Child, she said. Little girl.

"I'm not a little girl," I bit back.

"What?"

The voice seemed more immediate this time, and instantly I knew that I had answered the wrong version of my mother. I snapped my gaze upward, hoping that maybe—just maybe—I was wrong, and that Mom had been talking this whole time, but the way she looked at me told me that she definitely hadn't been.

There are moments, whether you are a daughter of two spies or not, when you know you're busted. Parents spot every little misstep, be it through the front door after a long night out or a stutter across the lips after a long night in. Right then, the pair of them were looking at me like I had been caught, or at the very least, like I should be caught, even if they weren't entirely sure what for.

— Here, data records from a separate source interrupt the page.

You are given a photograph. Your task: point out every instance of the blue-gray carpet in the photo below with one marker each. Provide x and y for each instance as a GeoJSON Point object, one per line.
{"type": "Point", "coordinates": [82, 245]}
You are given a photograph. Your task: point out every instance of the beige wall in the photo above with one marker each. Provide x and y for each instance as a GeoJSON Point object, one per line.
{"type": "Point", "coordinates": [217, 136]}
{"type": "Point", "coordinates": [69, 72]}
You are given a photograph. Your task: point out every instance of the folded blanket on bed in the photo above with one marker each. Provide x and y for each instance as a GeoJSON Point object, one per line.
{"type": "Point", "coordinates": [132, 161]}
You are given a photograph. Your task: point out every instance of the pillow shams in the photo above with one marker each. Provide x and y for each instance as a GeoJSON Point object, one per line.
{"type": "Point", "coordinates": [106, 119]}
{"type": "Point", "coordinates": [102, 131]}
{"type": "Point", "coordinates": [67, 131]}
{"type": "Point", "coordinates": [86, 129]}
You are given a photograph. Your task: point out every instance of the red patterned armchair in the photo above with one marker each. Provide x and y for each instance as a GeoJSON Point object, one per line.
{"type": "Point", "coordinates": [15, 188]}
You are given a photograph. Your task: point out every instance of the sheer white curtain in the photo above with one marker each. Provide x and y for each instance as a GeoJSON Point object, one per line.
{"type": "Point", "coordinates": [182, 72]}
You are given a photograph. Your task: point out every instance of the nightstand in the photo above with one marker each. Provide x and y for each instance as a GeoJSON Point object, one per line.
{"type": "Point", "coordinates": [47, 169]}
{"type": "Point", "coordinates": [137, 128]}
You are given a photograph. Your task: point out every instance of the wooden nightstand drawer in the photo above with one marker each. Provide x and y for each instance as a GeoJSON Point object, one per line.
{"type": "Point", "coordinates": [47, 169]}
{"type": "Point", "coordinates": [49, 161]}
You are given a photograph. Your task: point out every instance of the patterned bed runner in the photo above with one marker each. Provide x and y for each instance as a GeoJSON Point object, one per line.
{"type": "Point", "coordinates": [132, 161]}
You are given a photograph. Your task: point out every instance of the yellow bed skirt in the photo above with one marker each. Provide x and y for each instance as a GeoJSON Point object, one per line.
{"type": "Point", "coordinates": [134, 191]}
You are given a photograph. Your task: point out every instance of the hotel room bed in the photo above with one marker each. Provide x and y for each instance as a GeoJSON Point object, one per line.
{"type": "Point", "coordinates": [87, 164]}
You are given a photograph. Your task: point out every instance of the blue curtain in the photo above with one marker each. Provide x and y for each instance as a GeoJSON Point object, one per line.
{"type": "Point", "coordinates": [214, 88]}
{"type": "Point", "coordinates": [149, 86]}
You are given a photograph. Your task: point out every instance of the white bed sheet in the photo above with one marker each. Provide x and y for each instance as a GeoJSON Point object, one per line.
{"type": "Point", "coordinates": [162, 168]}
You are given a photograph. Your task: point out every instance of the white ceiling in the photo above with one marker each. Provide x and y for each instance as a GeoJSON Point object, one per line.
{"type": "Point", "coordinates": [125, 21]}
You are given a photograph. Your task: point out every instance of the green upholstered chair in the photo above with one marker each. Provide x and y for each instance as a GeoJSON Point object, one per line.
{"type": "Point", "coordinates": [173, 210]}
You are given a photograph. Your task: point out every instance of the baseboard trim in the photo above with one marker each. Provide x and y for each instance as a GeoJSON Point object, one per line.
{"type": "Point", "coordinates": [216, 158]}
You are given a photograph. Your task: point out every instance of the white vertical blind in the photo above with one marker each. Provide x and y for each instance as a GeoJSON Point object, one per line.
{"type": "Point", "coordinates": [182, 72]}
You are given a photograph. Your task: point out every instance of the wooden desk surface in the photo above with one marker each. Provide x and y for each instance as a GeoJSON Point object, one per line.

In these moments, you can either fess up or keep lying. This is true of any scenario in which you are undeniably busted, and it's generally known that fessing up bodes better in the long run, but there was no way—no way—that I was going to tell my parents about the voices. Or rather, voice, as the case may be.

"Nothing," I said instead. "It's nothing I just thought..." that you were speaking. That you were talking to me. That the voice in my head was real. So many words left unsaid. "I'm not a little girl. I'm a part of this. If your lead has info on the Gathering, I want to know about it."

"Maggie, sweetie, I really don't think—"

She was cut off by a nudge, ever so light and ever so subtle. If I hadn't been Joe Solomon's granddaughter, I never would have noticed it, but I did, and I was more than a little relieved to see that Dad was rooting for both of his girls, not just Mom.